At a fortnightly meeting, Premier Liu Chao-shiuan (劉兆玄) and ministers without portfolio reviewed the Ministry of Economic Affairs’ (MOEA) proposal, which was based on conclusions reached at the National Energy Conference held in April.
The proposal includes earmarking NT$45.413 billion (US$1.38 billion) in government funds in the first year.
The proposal set a long-term goal of cutting total annual greenhouse gas emissions to 2000 levels by the year 2025.
The Executive Yuan has also asked the legislature to complete a bill on reducing carbon emissions and another bill on developing renewable energy.
Of the earmarked budget, NT$226 million will be used to promote renewable energy and facilities in homes and public buildings.
The Executive Yuan said it would invest NT$20 billion over the next five years into advancing techniques in seven industries: solar energy, LED lighting, wind power, hydrogen energy and fuel cells, biofuel, energy information and communications technology, and electric vehicles.

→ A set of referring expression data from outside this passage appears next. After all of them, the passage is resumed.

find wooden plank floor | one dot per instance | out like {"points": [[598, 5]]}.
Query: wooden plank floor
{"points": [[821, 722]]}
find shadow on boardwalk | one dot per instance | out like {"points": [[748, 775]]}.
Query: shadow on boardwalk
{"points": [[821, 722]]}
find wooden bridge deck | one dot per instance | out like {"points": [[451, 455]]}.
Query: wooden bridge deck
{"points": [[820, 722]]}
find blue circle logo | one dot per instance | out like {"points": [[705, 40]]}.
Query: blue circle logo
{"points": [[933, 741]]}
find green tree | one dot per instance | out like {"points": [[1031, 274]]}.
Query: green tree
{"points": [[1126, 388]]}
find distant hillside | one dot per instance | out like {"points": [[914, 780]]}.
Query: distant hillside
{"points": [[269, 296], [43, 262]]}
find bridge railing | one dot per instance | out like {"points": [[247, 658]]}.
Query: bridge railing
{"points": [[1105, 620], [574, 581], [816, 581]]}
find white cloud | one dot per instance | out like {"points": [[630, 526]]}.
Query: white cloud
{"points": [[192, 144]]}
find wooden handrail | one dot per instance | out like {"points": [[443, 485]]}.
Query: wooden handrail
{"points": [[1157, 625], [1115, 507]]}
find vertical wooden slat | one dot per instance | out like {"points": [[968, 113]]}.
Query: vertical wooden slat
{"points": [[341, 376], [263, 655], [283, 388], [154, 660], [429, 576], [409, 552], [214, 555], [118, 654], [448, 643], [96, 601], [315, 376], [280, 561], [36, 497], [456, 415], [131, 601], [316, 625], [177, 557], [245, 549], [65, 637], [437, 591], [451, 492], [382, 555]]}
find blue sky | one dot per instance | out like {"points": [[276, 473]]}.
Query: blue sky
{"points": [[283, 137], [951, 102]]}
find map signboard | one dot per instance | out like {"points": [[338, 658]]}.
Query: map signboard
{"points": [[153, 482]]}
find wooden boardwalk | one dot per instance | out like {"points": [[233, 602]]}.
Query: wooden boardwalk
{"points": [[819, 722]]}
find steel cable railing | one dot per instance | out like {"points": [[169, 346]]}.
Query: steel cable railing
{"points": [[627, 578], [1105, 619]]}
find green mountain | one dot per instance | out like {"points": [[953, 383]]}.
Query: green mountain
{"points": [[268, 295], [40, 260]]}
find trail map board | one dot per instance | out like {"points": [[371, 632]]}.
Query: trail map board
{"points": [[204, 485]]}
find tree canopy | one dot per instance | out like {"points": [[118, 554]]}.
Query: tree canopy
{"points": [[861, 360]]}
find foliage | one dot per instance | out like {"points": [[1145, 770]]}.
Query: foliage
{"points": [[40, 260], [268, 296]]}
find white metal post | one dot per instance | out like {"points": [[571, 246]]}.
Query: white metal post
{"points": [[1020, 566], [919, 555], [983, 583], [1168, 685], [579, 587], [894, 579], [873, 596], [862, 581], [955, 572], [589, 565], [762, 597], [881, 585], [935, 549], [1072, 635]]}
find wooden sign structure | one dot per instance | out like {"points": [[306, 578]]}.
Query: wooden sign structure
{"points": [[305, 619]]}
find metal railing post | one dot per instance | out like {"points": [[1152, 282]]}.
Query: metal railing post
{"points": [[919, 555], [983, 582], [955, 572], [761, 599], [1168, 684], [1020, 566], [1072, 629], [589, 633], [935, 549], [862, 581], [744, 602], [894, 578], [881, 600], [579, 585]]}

The measures also include enhancing cooperation between local governments and the central government on incentives for conserving energy and cutting emissions.
The measures include creating two pilot communities per county or city over the next two years, with 50 percent of the energy supply in those areas coming from renewable sources.
Six cities or counties should be fully transformed into “low carbon” areas within five years and the whole country should be made a “low carbon” region by 2020, the proposal said.
Total carbon dioxide emissions nationwide were 277.645 million tonnes in 2006, representing 124.68 percent growth over 1990’s 123.574 million tonnes, the Environmental Protection Administration (EPA) says.
The EPA’s data show that the energy conversion industry contributed to 6.9 percent of emissions in 2006, while heavy industry contributed 52.5 percent, the transportation sector contributed 14.3 percent, the commercial sector 6.3 percent and private households 12.1 percent.
Taiwan ranked third in Asia and 32nd worldwide in the 2009 Climate Change Performance Index (CCPI) for carbon dioxide emissions, published by Climate Action Network Europe (CAN-Europe) and Germanwatch.